The following antibodies were used for immunohistochemistry: Egr-1 rabbit monoclonal antibody (Cell Signaling Technology, California, USA, catalogue number 4153) raised against a synthetic peptide derived from the amino terminus of human Egr-1 was used at a dilution of 1:750. Biotinylated goat anti-rabbit IgG (DakoCytomation Denmark A/S, Denmark, catalogue number E0432) was used at a dilution of 1:2000.
Immunohistochemistry
Sections (5 μm) of paraffin-embedded tissue were dewaxed in xylene and rehydrated through ethanol. Antigen retrieval was performed by boiling sections for 10 minutes in 10 mM citric acid buffer, pH 6.0 in a microwave oven. Endogenous peroxidase activity was blocked by incubation with 3% (v/v) hydrogen peroxide for 10 minutes. Endogenous avidin binding sites were blocked using an avidin/biotin blocking kit (Vector Laboratories, Inc., California, USA, catalogue number SP-2001). Slides were incubated with avidin for 10 minutes and washed twice in TBST wash buffer (0.05 M Tris-HCl pH 7.6, 0.3 M NaCl and 0.1 % Tween 20) followed by biotin incubation for 10 minutes.
To improve the sensitivity of Egr-1 antigen detection, a tyramide-based catalyzed signal amplification kit was used, essentially according to the manufacturer’s recommendations (DakoCytomation Denmark A/S, Denmark, catalogue number K1500). All incubations and washes were done at ambient temperature. Slides were washed twice in TBST and blocked in protein block for 5 minutes, followed by 15 minutes incubation with anti-Egr-1 antibody in antibody diluent (DakoCytomation Denmark A/S, Denmark, catalogue number S3022). The slides were washed 3 times in TBST and underwent 5 sequential incubations with 3x washes in TBST between each step: 15 minutes with biotinylated goat anti-rabbit IgG (diluted in TBST), 15 minutes with streptavidin-biotin complex, 15 minutes with amplification reagent, 15 minutes with streptavidin-peroxidase, and 5 minutes with substrate chromagen solution. Finally, the slides were rinsed in water, counterstained with Mayer’s haematoxylin, dehydrated through ethanol into xylene and mounted in DPX (Fisher Scientific, Loughborough, UK, catalogue number D/5319/05).

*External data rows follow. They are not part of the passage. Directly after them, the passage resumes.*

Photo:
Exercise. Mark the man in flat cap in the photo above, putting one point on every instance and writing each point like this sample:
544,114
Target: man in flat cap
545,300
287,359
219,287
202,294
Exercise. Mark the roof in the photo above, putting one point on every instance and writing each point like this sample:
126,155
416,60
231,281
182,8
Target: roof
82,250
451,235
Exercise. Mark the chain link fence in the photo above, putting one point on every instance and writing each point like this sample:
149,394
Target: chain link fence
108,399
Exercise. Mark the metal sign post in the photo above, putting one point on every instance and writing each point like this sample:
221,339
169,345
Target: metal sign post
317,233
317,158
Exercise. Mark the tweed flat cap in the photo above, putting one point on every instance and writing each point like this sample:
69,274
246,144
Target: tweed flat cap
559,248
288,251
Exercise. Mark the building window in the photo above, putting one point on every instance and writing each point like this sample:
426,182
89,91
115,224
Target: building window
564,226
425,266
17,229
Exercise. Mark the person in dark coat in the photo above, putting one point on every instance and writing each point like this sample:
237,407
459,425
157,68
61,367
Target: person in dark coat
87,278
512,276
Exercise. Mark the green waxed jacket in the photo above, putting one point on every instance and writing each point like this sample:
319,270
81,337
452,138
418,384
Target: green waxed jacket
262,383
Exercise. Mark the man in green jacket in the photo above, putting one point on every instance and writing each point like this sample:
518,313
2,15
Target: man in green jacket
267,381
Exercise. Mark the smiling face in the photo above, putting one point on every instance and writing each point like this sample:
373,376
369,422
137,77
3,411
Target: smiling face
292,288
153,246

Blinded Scoring of Egr-1 Immunoreactivity in Immunohistochemical Bladder Specimens
Egr-1 immunolabelling in the nuclei of the bladder urothelium was scored according to predefined scoring criteria, using randomized and blinded specimens, and by a person not involved in the immunohistochemical staining.
Scoring of Egr-1 immunolabelling was based exclusively on immunohistochemical staining in the urothelium, with any staining in the bladder wall not taken into account. However, we found that while bladder wall staining was typically much less intense than the urothelial staining (see Figures 1 and 2), the the two were positively correlated (not shown in detail, but see Figures 1 and 2). The scores were “1” Egr-1 negative, “2” weak Egr-1 positive, “3” moderate Egr-1 positive, and “4” strong Egr-1 positive.

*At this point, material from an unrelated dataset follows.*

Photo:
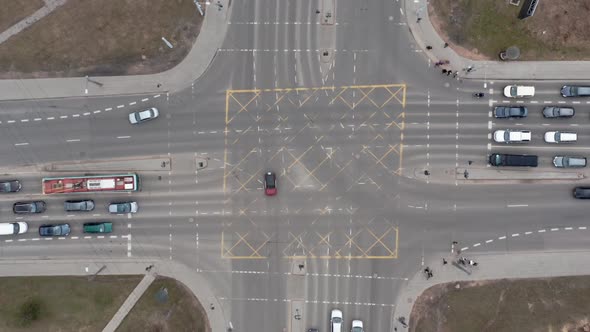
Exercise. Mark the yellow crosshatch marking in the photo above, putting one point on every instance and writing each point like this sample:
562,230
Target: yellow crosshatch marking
310,158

The predefined scoring criteria were as follows: 1, (Egr-negative): No nuclear Egr-1 immunolabelling. A granular cytoplasmic staining may be seen. 2, (weak Egr-1 positive): Weak Egr-1 immunolabelling in a minority of urothelial nuclei. Occasional urothelial nuclei may exhibit relatively intense Egr-1 immunolabelling, and this can present as rare, relatively intensely staining foci in the urothelial layer. 3, (moderate Egr-1 positive): The majority of urothelial nuclei exhibit moderate Egr-1 immunolabelling. Egr-1 immunolabelling in bladder wall may occur, but is not part of the scoring. 4, (strong Egr-1 positive): Essentially all urothelial nuclei exhibit strong Egr-1 immunolabelling. Egr-1 immunolabelling in the bladder wall most often parallels the strong urothelial staining, but is not part of the scoring.
The predefined scoring criteria were available to the person performing the scoring in written form, accompanied by high-quality pictures illustrating the 4 scores.
When two independent scorings were compared, a high degree of agreement was found (Landis and Koch 1977). The weighed kappa-value was 0.858 for relaxed bladder specimens, 0.907 for extended bladder specimens and 0.854 for kidney, confirming the validity of the scoring method outlined above (data not shown).
Western Blotting
The urothelial lysates in guanidine isothiocyanate were dialysed against a urea solution as previously described (Egerod et al. 2005; Egerod et al. 2009). Protein content in urothelial lysates and kidney papilla lysates was determined using NanoOrange staining (NanoOrange® Protein Quantification kit, Molecular Probes, Oregon, USA) and amido black assays (Egerod et al. 2005; Egerod et al. 2009).
Lysates were separated by electrophoresis on fully denaturing and reducing SDS-PAGE using precast 4% to 12% gradient gels. Proteins were electrotransferred to 0.45 μm PVDF membranes and Western blotting was performed as previously described (Egerod et al. 2005; Egerod et al. 2009).
The Western blots were developed using ECLAdvance chemiluminescent substrate (GE Healthcare, New Jersey, USA) and a LAS3000 CCD camera (Fujifilm). All exposures were done in the non-saturated (quantitative) range of the CCD camera, as recommended by the manufacturer. For validation of equal protein loading and fine-normalisation for quantitation of the Egr-1 band, membranes were stripped for 1 h at 37 °C (Restore Western blot stripping buffer, Pierce) and reprobed with a load control cocktail of three antibodies (α-Tubulin, β-Actin, and GAPDH).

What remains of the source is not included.